Her first North American tour began in September 1918 at the Princess Theatre in Montreal, where she sang two weeks. In October she moved on to New York City, with debuts at the Riverside and at The Palace theaters where she was said to be "a real 'find' for vaudeville." She also appeared in Buffalo; the Evening News said she "has created a furore and has been acclaimed the greatest artiste imported in years", and in Rochester. She ended the 1919 tour in Washington D.C.

In April 1920, she sang at the Orpheum Theater in San Francisco, and the next month she was at the Orpheum in Los Angeles. Argonaut critic Josephine Hart Phelps said of her: "She fairly flashed temperament, and her whole being became a happy exuberance of rhythm." She and her husband were said to "have a beautiful home in France, to which they will return at the close of Nita-Jo's present engagement."

Her tracks on stage are lost after a tour in La Ciotat in November 1938. In April 1939, she joined the Automobile-Club de Nice.

==Discography==
76 recordings are known to date.
- 1910 (Pathé, Paris): Ah ! Mireille !, La Toquette, Ça sent toujours l’amour, Napolinette, Tire, tire, Ninette, La Bouss-Bouss-Mée, Marche d’amour, Grain de beauté, Vien a qui, Amour napolitain, Zyrka.
- 1912 (Pathé, Paris): Fioretta d’amore, La Tour pointue, Fille d’Espagne, You-You sous les bambous, Au chant des binious, Le Jeune Homme du métro. Released by Pathé Records in the United States: Grain de beauté/Vien a qui (October 1916).
- 1914 (Polyphon, released in Bucharest): Tire tire Ninette/Le Téléphone des anges, Comme une cigarette/Une Petite Promenade.
- 1921 (Odeon, Barcelona): Mon homme/Les Baisers.
- 1930 (Columbia, Paris): Ta voix/Sainte Catherine de Paris.
- 1931 (Columbia, Paris): Tango des roses/Un rien !, Les Gueuses/Casablanca, paradis d’Afrique, La Fortune/Quand une femme dit : non !.
- 1932 (Columbia, Paris): Les Gosses à personne/La Folle, Cocaïne/Du feu, Etre adoré de toi/Fleur de joie, Señorita/Belle Gitane.
- 1933 (Columbia, Paris): Sous l’ombrelle/Aime-moi, C’est vous que j’aime/Ton regard, Roule/Mais non !, Fumée d’amour/Si tu me veux, L’Etudiant passe/Malgré toi.
- 1934 (Columbia, Paris): T’avoir à moi/Un homme qui passe, Caïn/Mon beau matelot.
- 1935 (Columbia, Paris): Un air de tango/Chico, L’Horizon du cœur/C’est ton ombre, Munchita/La Fille du mal, Sahara/Ecoute l’amour, La Course folle/Un tout petit pied, Valsons, mon amour/L’Oiseau de nuit. Unreleased: L’Amour est une chanson.
- 1936 (Columbia, Paris): Dis-moi que tu m’aimes/Je veux un p’tit homme, J’ai soif/Soirs de Grenade, Du vent dans les voiles/Mesdam’s répondez oui, Dans le caboulot/Sorcière. Unreleased: Les Hommes, Maison close.

==Filmography==

- Amorezati (The Lovers, 1915), with Georges Milton. Silent sketch comedy shot and released in Romania.

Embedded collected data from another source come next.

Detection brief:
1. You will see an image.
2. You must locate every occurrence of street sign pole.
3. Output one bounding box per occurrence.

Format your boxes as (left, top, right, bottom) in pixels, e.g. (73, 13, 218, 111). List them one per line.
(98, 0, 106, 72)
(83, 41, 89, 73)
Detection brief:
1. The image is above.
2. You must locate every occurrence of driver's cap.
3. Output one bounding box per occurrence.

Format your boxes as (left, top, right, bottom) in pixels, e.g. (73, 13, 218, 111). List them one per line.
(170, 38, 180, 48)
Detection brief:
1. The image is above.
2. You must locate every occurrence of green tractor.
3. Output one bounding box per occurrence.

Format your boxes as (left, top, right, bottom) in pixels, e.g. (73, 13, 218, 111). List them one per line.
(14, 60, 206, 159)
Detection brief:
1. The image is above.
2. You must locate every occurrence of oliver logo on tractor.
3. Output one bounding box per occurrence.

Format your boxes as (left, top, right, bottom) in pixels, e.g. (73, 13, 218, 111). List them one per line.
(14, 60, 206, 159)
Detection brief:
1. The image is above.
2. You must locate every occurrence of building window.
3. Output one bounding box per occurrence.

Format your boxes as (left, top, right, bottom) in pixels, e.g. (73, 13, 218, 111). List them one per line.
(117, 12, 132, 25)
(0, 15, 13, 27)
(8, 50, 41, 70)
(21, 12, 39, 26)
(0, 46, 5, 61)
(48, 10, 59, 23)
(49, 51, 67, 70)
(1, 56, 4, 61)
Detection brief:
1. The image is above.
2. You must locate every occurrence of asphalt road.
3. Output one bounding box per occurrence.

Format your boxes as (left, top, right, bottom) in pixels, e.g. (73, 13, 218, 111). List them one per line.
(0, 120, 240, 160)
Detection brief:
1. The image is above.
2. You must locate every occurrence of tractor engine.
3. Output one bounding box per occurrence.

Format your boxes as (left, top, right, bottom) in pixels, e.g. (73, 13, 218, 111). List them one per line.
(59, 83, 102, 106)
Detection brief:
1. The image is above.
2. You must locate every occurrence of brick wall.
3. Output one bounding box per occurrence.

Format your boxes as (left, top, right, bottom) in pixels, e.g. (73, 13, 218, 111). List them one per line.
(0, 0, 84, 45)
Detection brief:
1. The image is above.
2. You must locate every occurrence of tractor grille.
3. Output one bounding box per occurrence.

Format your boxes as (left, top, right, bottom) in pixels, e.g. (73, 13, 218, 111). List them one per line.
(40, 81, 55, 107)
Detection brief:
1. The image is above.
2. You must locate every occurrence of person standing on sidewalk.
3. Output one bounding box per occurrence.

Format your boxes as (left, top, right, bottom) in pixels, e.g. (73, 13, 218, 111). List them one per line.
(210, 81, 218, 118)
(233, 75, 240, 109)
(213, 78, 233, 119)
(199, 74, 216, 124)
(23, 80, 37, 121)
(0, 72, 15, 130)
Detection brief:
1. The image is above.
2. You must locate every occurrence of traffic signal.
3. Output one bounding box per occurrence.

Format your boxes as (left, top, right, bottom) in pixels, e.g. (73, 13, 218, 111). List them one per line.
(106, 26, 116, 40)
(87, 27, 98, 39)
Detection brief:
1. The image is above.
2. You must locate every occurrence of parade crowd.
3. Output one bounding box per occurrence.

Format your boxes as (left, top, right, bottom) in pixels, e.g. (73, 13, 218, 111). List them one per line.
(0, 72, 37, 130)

- Cendrillon de Paris (1930), as Madame Marthe (la diseuse). Sung in the film: Ta voix and Sainte Catherine de Paris.
- The Fortune (La Fortune, 1931), as herself on stage. Sung in the film: Les Gueuses and La Fortune.
- Toine (1932), as Maud Florens (singer and love interest). Sung in the film: Aime-moi and Du feu.
A character named "Nita Jo" is played by Ollie Kirby in the 1923 silent drama film The Apache Dancer.